Executive Summary
  • There are extremely few discrimination cases within the field of the anti-discrimination law. These are handled by the Greek Ombudsman, which seems to be the only fully operative Equality Body in Greece.
  • There is no official case of racist violence and crime, although violence against immigrants and minorities, in many cases done by the police officers, is a reality.
  • The above depict a landscape of a problematic implementation of anti-racist and anti-discrimination laws, due to institutional shortcomings and underlying attitudes.
  • Nevertheless, a number of innovative legislative initiatives in 2006, especially in regard to religious freedom, have reformed deeply rooted discrimination practices (abolition of the pre-Second World War law on approval procedures for worship places, the new law on cremation, establishment of the immigrants¡¦ councils in some municipalities)
  • There is no data available on the litigation cases before the court in discrimination matters and on the basis of the anti-discrimination law.
  • The Equal Treatment Committee, annexed to the Justice Minister, is suffering from resource and staff constraints and is not conforming to the Paris principles of independence and transparency. Up to date it has handled only one case in 2005 - the final outcome of which has not been notified - and it is currently handling two cases. Its first report to the competent Justice Minister has not been made publicly available.
  • The Labour Inspection Body, responsible for discrimination in employment, up to date has not encountered nor handled any case whatsoever.
  • The Greek Ombudsman, in its first Annual Report as Equality Body, indicates the following among the main factors underlying the present situation:
    a) Absence or low level of awareness among the large public and within the administration staff about anti-discrimination legislation
    b) Reconciliatory role of equality bodies instead of an active and pro-active one in supporting victims, as well as the non conformity of all the Equality Bodies to the Paris Principles.
    c) The shift of the burden of proof is implemented solely by repetition of the exact wording of the directives, failing to introduce any new legal and judicial procedures for individual cases
d) The ‘citizenship exception’ - the general clause for exception from the regulatory field of law n.3304/2005 concerning discrimination due to citizenship against the third country nationals - constitutes a precondition for extensive discrimination against foreigners due to race or national origins. Access to provision of public services and to a number of fields of employment continues to be tied to Greek citizenship and ethnic origin.
  • During 2006 the exclusion of immigrant workers from employment fields, and the slow and not-yet fully implemented transposition of the long term residence status directive, reflect an immigration policy that fails to pursue integration through employment as the Common basic Principles for Immigrants’ Integration suggest.
  • The Economic and Social Committee, in its Annual Report overview, recommended that a Committee should be founded in order to examine and advocate the amendment of all existing law provisions in force that introduce discrimination on the grounds of ethnic origin and citizenship, and that all Equality Body competences should be assigned to the Ombudsman, the latter being the only body capable of guaranteeing independence and efficiency of operation.

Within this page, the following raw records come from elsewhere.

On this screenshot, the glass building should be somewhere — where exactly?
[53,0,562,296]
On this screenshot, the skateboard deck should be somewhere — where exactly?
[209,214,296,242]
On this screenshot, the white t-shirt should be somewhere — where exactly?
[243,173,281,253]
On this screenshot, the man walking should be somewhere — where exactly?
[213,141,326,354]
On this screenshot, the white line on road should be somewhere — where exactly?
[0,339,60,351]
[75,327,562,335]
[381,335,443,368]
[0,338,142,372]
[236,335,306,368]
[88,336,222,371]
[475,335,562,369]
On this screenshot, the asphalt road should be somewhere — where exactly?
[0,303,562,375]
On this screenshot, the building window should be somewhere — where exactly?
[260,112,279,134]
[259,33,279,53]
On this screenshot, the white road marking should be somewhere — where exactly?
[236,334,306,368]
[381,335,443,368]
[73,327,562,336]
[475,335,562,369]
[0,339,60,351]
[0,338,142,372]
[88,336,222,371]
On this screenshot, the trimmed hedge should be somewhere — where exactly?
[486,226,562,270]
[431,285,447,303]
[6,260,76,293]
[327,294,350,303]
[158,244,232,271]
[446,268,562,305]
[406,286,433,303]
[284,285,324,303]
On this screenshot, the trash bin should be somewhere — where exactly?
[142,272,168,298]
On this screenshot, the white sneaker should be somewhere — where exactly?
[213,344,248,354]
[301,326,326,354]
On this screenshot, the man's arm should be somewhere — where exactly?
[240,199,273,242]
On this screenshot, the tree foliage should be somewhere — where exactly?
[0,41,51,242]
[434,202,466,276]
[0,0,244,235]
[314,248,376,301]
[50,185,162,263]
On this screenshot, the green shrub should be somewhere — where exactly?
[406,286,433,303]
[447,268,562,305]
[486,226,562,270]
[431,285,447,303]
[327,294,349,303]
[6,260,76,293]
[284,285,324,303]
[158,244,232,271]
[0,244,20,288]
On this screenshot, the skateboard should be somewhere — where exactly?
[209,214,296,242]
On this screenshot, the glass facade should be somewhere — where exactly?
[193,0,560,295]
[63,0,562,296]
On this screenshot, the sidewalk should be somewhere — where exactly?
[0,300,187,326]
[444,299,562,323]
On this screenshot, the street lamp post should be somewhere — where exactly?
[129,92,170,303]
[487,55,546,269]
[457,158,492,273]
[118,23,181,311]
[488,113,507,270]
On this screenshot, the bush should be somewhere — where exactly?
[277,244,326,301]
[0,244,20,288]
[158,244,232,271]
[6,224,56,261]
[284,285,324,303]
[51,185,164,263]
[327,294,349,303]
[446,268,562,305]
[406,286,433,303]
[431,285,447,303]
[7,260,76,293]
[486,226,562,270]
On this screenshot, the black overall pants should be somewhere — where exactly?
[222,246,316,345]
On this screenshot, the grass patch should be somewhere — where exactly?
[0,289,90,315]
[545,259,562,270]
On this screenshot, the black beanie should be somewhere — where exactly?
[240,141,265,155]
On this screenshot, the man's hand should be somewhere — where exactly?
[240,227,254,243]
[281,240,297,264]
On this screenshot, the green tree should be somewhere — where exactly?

  • As for education, 2006 is a starting year for a number of new EU-funded major school integration projects, which propose to design from scratch policy and tools for promoting integration of immigrants and minorities in education. The Roma children participation remains a major question to be dealt with by affronting systematically the Roma social exclusion in housing, social welfare and political participation.
  • Almost half of the few discrimination cases handled by the Ombudsman were due to racial or ethnic origin, in their majority concerning Roma housing. The latter constitutes an emergency area of ‘institutionalised practices of discrimination’1, within which much tension, court litigations and intervention of international bodies were recorded.
  •  The anti-racist criminal law has still not been tested in court and no racist crime has been recorded as such by the police and the judicial system. Yet certain recent significant initiatives indicate a net orientation towards improving the investigation of racist motivation and prosecuting such criminal activity.
  • However, the available data on violent incidents against immigrants (including two murders) and minorities indicate a consolidated or increasing trend, while opinion polls and surveys indicate a justifying or tolerant attitude towards racist crime.